O cativeiro de animais silvestres no Brasil


A maioria das infrações de fauna envolvem a manutenção em cativeiro de animais silvestres. No caso da guarda doméstica, é difícil encontrar animais silvestres adquiridos legalmente, sendo na maioria oriundos do tráfico ilegal ou capturados na natureza.

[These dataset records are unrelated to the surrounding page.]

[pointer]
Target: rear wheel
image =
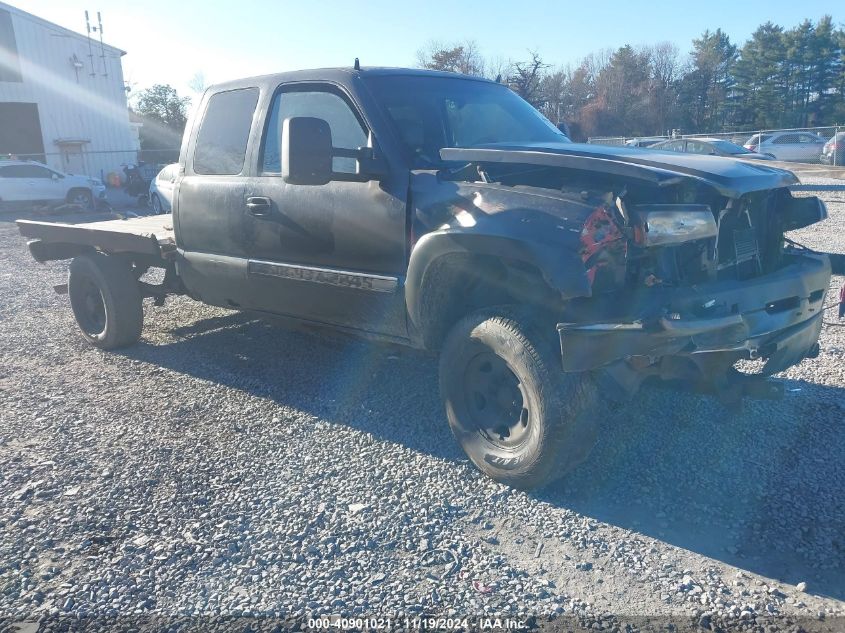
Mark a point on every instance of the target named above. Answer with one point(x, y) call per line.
point(517, 415)
point(106, 300)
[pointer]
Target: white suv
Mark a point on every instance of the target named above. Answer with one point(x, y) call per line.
point(25, 184)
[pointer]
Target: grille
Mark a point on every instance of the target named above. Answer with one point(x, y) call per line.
point(746, 251)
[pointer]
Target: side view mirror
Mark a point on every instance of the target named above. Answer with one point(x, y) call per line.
point(306, 151)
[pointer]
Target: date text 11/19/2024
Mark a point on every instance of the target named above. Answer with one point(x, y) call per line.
point(421, 623)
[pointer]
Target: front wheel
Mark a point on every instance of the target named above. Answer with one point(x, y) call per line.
point(106, 300)
point(517, 415)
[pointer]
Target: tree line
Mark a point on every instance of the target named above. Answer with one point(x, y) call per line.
point(779, 78)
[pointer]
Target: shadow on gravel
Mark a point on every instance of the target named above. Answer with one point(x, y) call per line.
point(763, 490)
point(387, 391)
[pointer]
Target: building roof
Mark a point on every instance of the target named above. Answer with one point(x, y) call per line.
point(20, 13)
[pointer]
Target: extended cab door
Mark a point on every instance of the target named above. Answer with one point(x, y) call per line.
point(209, 213)
point(331, 253)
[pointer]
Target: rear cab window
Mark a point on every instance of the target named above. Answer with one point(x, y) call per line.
point(224, 132)
point(313, 101)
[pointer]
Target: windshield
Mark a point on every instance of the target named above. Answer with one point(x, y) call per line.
point(430, 113)
point(729, 148)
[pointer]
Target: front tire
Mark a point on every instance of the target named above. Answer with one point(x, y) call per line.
point(106, 300)
point(517, 415)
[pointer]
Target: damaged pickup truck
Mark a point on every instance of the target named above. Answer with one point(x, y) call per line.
point(444, 213)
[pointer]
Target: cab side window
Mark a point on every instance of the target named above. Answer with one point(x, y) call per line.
point(347, 131)
point(224, 132)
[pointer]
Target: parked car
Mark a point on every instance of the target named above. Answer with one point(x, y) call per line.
point(795, 146)
point(833, 152)
point(25, 184)
point(444, 213)
point(710, 147)
point(161, 189)
point(644, 141)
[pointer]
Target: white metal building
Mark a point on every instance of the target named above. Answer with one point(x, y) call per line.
point(62, 97)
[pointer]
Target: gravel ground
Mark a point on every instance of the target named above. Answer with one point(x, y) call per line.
point(223, 467)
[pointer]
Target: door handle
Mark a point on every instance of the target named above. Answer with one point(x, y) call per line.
point(258, 205)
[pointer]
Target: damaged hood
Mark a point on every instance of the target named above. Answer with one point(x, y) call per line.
point(730, 177)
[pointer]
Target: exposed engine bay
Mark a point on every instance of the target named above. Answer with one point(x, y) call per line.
point(685, 279)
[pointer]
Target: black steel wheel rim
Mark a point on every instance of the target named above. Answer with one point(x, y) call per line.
point(495, 402)
point(92, 309)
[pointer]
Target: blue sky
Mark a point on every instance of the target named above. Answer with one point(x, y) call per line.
point(169, 41)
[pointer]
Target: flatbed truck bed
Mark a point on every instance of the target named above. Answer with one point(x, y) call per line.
point(151, 237)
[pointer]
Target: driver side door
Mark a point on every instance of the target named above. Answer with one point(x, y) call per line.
point(332, 253)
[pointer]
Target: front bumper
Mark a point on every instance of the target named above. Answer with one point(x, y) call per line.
point(776, 316)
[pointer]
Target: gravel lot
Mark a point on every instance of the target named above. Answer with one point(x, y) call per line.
point(223, 467)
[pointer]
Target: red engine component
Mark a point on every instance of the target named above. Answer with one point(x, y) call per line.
point(603, 246)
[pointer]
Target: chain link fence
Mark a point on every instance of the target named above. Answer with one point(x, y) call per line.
point(810, 145)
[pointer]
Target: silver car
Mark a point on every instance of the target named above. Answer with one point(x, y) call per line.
point(161, 189)
point(795, 146)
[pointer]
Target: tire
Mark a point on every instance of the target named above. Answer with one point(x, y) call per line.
point(106, 301)
point(82, 198)
point(517, 415)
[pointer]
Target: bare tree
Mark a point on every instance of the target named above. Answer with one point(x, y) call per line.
point(525, 78)
point(666, 69)
point(198, 83)
point(464, 57)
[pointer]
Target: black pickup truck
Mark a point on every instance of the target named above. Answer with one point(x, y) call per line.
point(445, 213)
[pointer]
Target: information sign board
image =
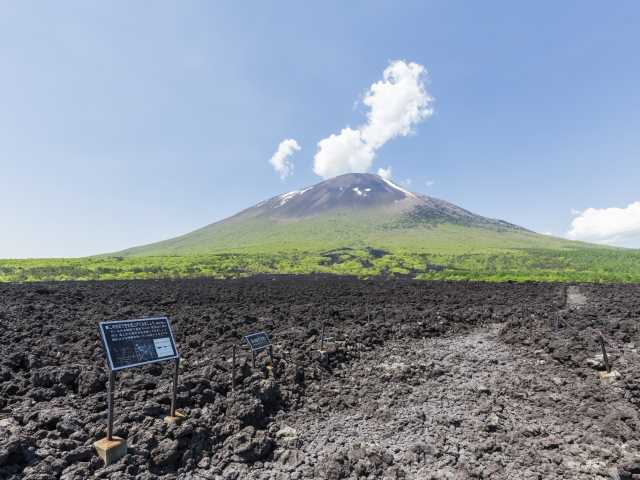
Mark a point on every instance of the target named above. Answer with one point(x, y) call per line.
point(129, 343)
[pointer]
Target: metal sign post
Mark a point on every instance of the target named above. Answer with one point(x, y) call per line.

No território brasileiro são encontradas cerca de 10% de todas as espécies existentes no mundo. Passados mais de 44 anos da publicação da Lei 5.197, constatamos que ainda hoje o assunto envolvendo a guarda doméstica de animais silvestres é atual e controverso. Para se ter uma idéia, somente no Estado do Rio Grande do Sul o Ibama lavrou, no ano de 2005, 445 autos de infração relacionados à fauna (37,54% do total); em 2006, o número elevou-se para 679, correspondendo a 56,16% do total de autos lavrados; no ano seguinte (2007), foram 648 autos de infração (47,86% do total), e em 2008, uma pequena queda (479 autos de infração - 39,49% do total), mas no ano seguinte (2009), o número voltou a ser elevado (647, correspondendo a 48,98%); por fim, no ano passado (2010), houve um recorde: 750 autos de infração (57,03% do total). Ademais, desde o ano de 2009 o Ibama no Rio Grande do Sul, comparado com o Ibama dos outros Estados, é o que mais lavra autos de infração em matéria de fauna no Brasil. Considerando que cada auto de infração gera um processo administrativo, o qual normalmente passa pela Procuradoria e pela aprovação da Chefia - constatamos que a maioria das infrações de fauna envolvem a manutenção em cativeiro de animais silvestres.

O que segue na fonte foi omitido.